A beautiful baby in the present moment. Photo Credit
The doctor suggested that we "just observe like a baby - with no words - just BE the experience." She also suggested that we keep our eyes open during the practice.

If you practice, you will "get it" too, and, if your experience is anything like mine, you may experience a moment of bliss when you fully connect to the moment without having to put names or descriptions on anything.

Another example that we were given as a potential practice assignment is around mindful eating. The suggestion is to eat a raisin as if you are an alien who just came to this planet and had never seen one before. I have yet to try this, but doesn't it sound fun? If you have done this or something similar, please do share your experience. Others (including me) will find it very interesting.

Mindfully Eating a Raisin   Photo Credit
Some other thoughts from the class:

Mindfulness is the Quality of Awareness or Presence.
Part of being mindful is to do one thing at a time.

What has been your experience with Mindfulness Practices?
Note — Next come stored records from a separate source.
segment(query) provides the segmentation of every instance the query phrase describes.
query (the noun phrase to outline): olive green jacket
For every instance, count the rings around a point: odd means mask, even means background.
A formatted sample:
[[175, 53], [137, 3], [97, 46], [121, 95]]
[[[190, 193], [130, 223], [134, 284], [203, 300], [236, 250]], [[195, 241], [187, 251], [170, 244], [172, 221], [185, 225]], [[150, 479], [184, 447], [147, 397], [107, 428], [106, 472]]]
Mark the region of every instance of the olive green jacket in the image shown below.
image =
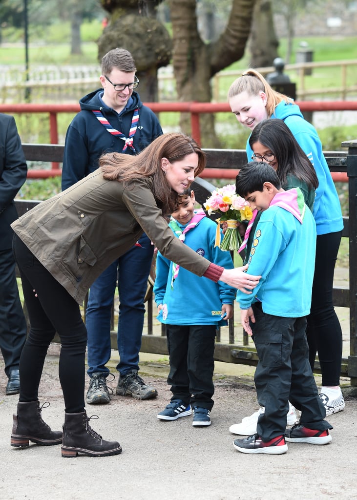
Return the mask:
[[12, 224], [15, 232], [79, 304], [90, 286], [144, 232], [166, 257], [202, 276], [210, 262], [174, 234], [158, 207], [151, 178], [128, 187], [98, 169], [42, 202]]

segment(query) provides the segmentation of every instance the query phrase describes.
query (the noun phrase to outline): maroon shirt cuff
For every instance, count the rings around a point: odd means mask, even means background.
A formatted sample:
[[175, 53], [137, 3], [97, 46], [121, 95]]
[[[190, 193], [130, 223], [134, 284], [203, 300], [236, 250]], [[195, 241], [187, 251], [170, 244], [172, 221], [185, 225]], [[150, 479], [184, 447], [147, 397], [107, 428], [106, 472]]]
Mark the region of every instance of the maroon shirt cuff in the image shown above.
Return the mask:
[[222, 276], [224, 270], [224, 268], [222, 268], [221, 266], [217, 266], [216, 264], [214, 264], [213, 262], [211, 262], [204, 273], [204, 278], [212, 280], [212, 281], [216, 282], [216, 283]]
What are your successess and challenges around this particular DBT skill?

Thank you for sharing.

More soon.


  1. When I was in groups in San Francisco in the 70's, we used to do stuff like touch the table to become grounded, or in the moment. They didn't call it DBT in those days though, nor mindfulness. Same as for the eating exercise. I'd forgotten about that time. It was more simply a part of group meditation. We'd also do a lot of guided tours, which were my favorite. Do they still do those? They must.

  2. Hi Linda. Thank you for your comment. I think a LOT of the DBT skills are derived from Zen Buddhism. Actually, Dr. Marsha Linehan, the founder of DBT, often mentions similarities between the skills and what she learned when she studied mindfulness at a zen monastery. Guided tours? Do you mean a guided meditation type of exercise?

  3. Yes, the same thing as guided meditation -- imagine yourself in a special place, etc.
    That's interesting. I've often wondered what DBT is about and somehow thought it had to do with keeping lists of feelings and your reactions. And so, I wasn't interested because I'm not the type to write all that down. I get too frustrated too easily.
    I think I'll do some reading on it. Thank you!

  4. Hmm, when I read this I think of my yoga classes, which I guess are a lot of guided meditation too.